Kitabın görsel olarak çok zengin olması beni gerçekten sevindirdi. Çünkü böyle kitaplarda anlatılan konuları zihinde canlandırmaya çalışırken vakit kaybetmek benim canımı sıkıyordu ve soğuyordum kitaptan. Fakat bu kitapta anlatılan konunun üstü altı yanı modellemeler ile dolu ve olayları anlama konusunda çok etkili oluyor.
Ayrıca kitap 7 bölümden oluşuyor. Ben en çok altıncı bölümü (Geleceğimiz nedir? Uzay Yolu Mu, Yoksa Değil Mi?) sevdim. Bu bölümde Stephen Hawking 2001 yapımı Uzay Yolu dizisi ile geleceği karşılaştırıyor ve nasıl olabileceği hakkında tahminler yürütüyor. Bu bölümün her bir satırının altını çizdim çünkü gerçekten çok mantıklı, akla uygun tahminler. Bu bölümde anlatılan aslında neden dünya nüfusunun hızlı artışının kontrol altına alınması gerektiğini de bence bir ufak sezdiriyor. Ayrıca ülkemizde ne kadar yatırım yapılıyor bilmiyorum ama geleceğin bilgisayar ve genetik mühendisliği alanında gelişen ülkeler tarafından yön bulacağını gayet güzelce aktarıyor.

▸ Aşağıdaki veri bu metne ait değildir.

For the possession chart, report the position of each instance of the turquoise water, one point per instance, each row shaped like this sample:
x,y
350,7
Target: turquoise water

*Not: Maalesef ülkemizdeki gerek ekonomik gerekse diğer sıkıntılar yüzünden halkımızın çoğu aslında dünyanın gündeminde olan şeylerden uzak ve kendini geliştiremiyor bu konuda çok üzgünüm. Teknolojiye ulaşıp kendini tiktok gibi sosyal meydanlarda kolay para kazanma yolunda harcayanlara da üzülüyorum. Maalesef geleceğimizi bilim beliryecek kazanılacak paralar değil... Bu arada aklıma gelmişken kitapta ABD'nin ekonomik kaygı yüzünden bir laboratuvarı yarıda bıraktığı bu yüzden 50-60 yıl bazı araştırmalarda kayıp yaşandığından da bahsediliyor. Tıpkı bizim aşıyı geç üretme nedenimiz gibi.